Der Gläserne Bär für den Besten Film ging an „Sweet Thing“ von Alexandre Rockwell, eine Geschichte aus den USA voll von jugendlicher Hoffnung und Zusammenhalt, die im Kontrast zur unbunten und von häuslicher Gewalt geprägten Realität steht. Zugleich wurde eine Lobende Erwähnung für den australischen Film „H is for Happiness“ von John Sheedy ausgesprochen, in dem die Protagonistin versucht, ihre Familie wieder zusammenzubringen.

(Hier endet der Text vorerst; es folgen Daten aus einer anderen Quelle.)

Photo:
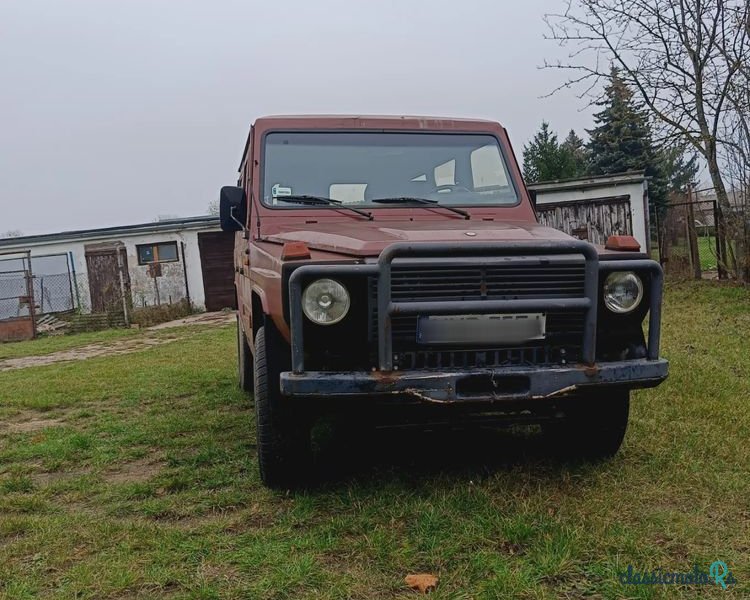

Der Hauptpreis des Deutschen Kinderhilfswerkes, der von den Mitgliedern der Internationalen Jury Generation Kplus vergeben wurde, ging an „Los Lobos“ von Samuel Kishi Leopo aus Mexiko, in dem eine Mutter mit ihren beiden Kindern in die USA kommt und als Immigrantin zu überleben versucht. Eine Lobende Erwähnung zu gleichen Teilen erhielten „Mignonnes“ (Cuties) von Maïmouna Doucouré aus Frankreich und „Mamá, mamá, mamá“ von Sol Berruezo Pichon-Rivière aus Argentinien, da beide Filme sich auf sehr unterschiedliche Art und Weise mit dem einen Moment auseinandersetzen, in dem junge Mädchen durch Furcht und das Gefühl von Zugehörigkeit zu sich selbst finden.